Книга-судьба: «Родная речь. Уроки изящной словесности»

26 августа 2015, 11:45

— Читать я научился рано. Читал много. К сожалению, не всегда то, что надо было бы. В то время, когда мои сверстники увлекались приключениями и фантастикой, я, будучи правоверным комсомольцем, штудировал макулатуру типа «ЦРУ: шпионаж, зловещие замыслы». Уже в относительно зрелом возрасте попробовал восполнить пробел и взял Майн Рида, но быстро понял, что поздно.

К нормальной литературе я вернулся благодаря Достоевскому. Позднее был роман «Мастер и Маргарита», который дали почитать на два дня (нынешней молодёжи этого не понять) — по недоброй иронии судьбы это были два дня подготовки к выпускному экзамену по физике.

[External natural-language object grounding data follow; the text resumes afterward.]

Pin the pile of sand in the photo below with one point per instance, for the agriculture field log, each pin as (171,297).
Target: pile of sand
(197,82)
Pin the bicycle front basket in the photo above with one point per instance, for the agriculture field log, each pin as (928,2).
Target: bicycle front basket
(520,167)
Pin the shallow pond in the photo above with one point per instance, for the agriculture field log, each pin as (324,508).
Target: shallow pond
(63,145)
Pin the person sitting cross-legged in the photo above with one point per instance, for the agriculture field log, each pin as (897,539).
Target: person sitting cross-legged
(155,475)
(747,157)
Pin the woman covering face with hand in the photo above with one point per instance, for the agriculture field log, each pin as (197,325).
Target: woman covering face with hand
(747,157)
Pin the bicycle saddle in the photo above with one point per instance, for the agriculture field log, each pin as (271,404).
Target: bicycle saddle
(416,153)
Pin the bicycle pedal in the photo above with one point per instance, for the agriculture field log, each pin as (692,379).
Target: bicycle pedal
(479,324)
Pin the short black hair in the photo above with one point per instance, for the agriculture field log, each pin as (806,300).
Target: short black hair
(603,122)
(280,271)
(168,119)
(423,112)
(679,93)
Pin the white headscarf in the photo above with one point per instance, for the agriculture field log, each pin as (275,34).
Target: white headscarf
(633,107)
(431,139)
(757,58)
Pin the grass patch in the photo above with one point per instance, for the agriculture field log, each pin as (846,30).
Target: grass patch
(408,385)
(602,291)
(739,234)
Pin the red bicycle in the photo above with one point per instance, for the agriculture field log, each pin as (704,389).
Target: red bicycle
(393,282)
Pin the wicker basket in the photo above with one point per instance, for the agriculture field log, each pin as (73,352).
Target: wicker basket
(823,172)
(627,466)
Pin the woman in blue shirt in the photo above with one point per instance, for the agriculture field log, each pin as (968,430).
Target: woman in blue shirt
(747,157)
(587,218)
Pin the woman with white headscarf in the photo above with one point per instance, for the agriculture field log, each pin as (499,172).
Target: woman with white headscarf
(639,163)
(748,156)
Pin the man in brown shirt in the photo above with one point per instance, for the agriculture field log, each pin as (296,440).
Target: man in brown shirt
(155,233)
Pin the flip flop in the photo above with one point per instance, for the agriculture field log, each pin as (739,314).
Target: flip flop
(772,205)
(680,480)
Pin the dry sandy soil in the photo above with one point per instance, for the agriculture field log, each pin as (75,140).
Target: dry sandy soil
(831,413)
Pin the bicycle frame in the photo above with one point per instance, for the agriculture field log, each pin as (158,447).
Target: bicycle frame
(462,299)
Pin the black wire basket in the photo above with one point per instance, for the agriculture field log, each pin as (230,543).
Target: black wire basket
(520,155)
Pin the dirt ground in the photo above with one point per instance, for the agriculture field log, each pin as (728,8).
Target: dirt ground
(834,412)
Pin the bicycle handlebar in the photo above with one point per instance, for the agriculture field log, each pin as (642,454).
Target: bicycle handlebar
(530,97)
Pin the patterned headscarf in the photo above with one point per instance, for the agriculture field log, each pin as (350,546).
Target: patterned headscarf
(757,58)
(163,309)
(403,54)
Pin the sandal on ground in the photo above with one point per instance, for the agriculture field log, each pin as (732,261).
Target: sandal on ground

Школьный курс литературы, уложенный по ленинскому завету в три этапа революционно-освободительного движения, не отвратил от чтения. А уже в студенчестве я познакомился с книгой, которая во многом перевернула моё представление о том, как можно писать о литературе, да и писать вообще. Что о серьёзном можно писать интересно. Это была книжка Петра Вайля и Александра Гениса «Родная речь. Уроки изящной словесности». В магазине одного захолустного городка она размещалась где-то между контурными картами и хрестоматией для пятого класса. Очевидно, даже продавцы не удосужились её хотя бы пролистать, а место на полке определили исключительно по названию.

Кто-то из критиков назвал «Родную речь» антиучебником. В отличие от «антикафе», «антикинотеатров» и прочих новомодных «анти» здесь это противопоставление, на мой взгляд, вполне к месту. Авторы написали действительно как бы учебник русской литературы XIX века, но не тот школьный, над которым дохли от тоски пролетающие мухи, а действительно интересный, наполненный искромётными сравнениями, параллелями, ассоциациями и неожиданными выводами: «Хорошо написанная история — фундамент литературы. Без Геродота не было бы Эсхила. Благодаря Карамзину появился пушкинский «Борис Годунов». Без Карамзина в литературе появляется Пикуль». «Двести лет смеются над недорослевой глупостью, как бы не замечая, что он мало того, что остроумен и точен, но и в своём глубинном проникновении в суть вещей, в одухотворении неживого окружающего мира — в известном смысле предтеча Андрея Платонова».

Нынешний экземпляр в моей домашней библиотеке, кажется, уже четвёртый. Предыдущие рано или поздно у кого-то оседали. Надеюсь, попали в хорошие руки.